Я иду по набережной. Еще светло. Люди навстречу – мужчины, женщины, дети. Поравнявшись, вскидывают глаза, смотрят на меня удивленно. Так и должны. Дома никого. Иду в ванную, к зеркалу. Господи, я же забыла, забыла смыть. Белая пудра толстым слоем, как мелом. Толстые черные полосы над веками, синие тени до бровей. То-то, оказывается, они смотрели... Шла по набережной, как Фаита.
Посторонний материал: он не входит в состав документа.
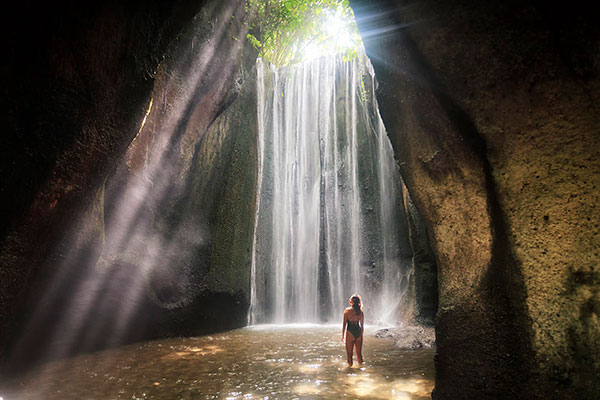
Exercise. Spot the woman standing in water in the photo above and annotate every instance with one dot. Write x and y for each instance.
(353, 327)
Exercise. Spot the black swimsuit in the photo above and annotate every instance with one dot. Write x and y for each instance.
(354, 328)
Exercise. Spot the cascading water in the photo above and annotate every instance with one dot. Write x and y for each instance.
(329, 213)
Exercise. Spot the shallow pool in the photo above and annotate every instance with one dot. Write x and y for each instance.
(262, 362)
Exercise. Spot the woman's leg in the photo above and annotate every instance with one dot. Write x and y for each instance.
(349, 346)
(358, 345)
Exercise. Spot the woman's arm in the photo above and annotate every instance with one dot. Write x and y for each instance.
(344, 327)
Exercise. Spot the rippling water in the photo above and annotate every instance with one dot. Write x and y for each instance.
(262, 362)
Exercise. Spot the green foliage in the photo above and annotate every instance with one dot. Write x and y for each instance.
(286, 31)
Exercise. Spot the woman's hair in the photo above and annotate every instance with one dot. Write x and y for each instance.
(356, 303)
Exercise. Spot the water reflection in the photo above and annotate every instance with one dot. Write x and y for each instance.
(253, 363)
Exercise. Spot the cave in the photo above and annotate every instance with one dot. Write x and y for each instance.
(143, 198)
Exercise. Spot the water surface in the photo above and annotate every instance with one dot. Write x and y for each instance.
(261, 362)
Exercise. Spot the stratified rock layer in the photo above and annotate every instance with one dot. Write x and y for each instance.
(492, 110)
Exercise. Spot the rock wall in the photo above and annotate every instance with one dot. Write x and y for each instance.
(129, 140)
(492, 110)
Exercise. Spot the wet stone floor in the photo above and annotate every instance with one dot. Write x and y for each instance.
(262, 362)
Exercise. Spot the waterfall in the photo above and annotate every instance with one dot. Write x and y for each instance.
(328, 217)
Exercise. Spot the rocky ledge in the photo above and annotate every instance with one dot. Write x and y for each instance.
(409, 336)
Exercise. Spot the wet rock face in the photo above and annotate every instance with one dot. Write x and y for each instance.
(492, 109)
(91, 201)
(78, 79)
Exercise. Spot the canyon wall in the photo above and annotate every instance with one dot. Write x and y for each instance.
(492, 111)
(131, 135)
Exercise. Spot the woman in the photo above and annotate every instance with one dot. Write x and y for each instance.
(352, 330)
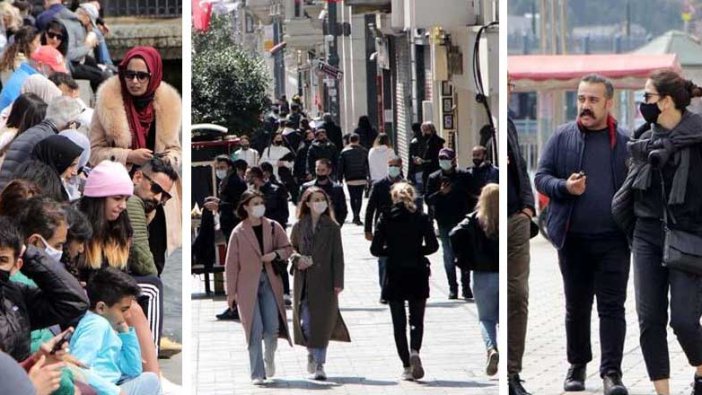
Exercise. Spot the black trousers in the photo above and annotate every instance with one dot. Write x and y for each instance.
(399, 325)
(598, 268)
(653, 282)
(356, 196)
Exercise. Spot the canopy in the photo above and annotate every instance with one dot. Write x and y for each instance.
(548, 72)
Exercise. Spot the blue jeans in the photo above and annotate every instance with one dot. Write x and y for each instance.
(146, 383)
(450, 262)
(264, 327)
(318, 354)
(486, 289)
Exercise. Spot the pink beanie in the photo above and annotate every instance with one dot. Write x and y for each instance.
(108, 179)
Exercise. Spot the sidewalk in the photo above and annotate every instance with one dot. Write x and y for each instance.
(452, 352)
(545, 362)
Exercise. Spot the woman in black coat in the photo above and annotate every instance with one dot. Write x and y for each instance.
(405, 237)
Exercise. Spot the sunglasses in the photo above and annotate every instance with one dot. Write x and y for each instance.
(156, 189)
(140, 75)
(57, 36)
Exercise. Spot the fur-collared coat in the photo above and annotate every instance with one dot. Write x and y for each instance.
(111, 139)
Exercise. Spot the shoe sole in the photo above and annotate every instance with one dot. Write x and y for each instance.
(416, 365)
(493, 362)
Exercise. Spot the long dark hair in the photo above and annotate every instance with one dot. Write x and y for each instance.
(111, 239)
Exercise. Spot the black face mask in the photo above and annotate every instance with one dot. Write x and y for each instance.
(4, 276)
(650, 112)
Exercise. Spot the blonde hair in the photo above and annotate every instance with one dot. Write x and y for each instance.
(403, 192)
(488, 208)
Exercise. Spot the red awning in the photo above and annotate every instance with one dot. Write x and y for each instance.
(564, 71)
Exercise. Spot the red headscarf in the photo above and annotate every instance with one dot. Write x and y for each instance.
(140, 109)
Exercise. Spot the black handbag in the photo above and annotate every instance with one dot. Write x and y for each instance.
(681, 250)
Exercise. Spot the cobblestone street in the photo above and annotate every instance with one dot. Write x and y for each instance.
(452, 352)
(545, 363)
Я смеюсь, отворачивая краны, хохочу, черпая воду. Тру лицо полотенцем, вглядываюсь внимательно: покрасневшие щеки, покрасневшие веки, веселые глаза. Нет никакой температуры. Нет как нет. Я смеюсь: нет больницы, нет уколов, нет материнских детей. Безотказное лекарство, великолепное лекарство, настоящее.
Мои родители на Дне театра не были. Папа в командировке, мама на бухгалтерских курсах, ходит четыре раза в неделю. Костины были. Я не видела, но он сказал, приходили. В воскресенье маме звонит Любовь Георгиевна. Они разговаривают долго. Я не прислушиваюсь, учу домашнее чтение. Через неделю родительское собрание. У мамы опять курсы, но она пропускает. Возвращается довольная.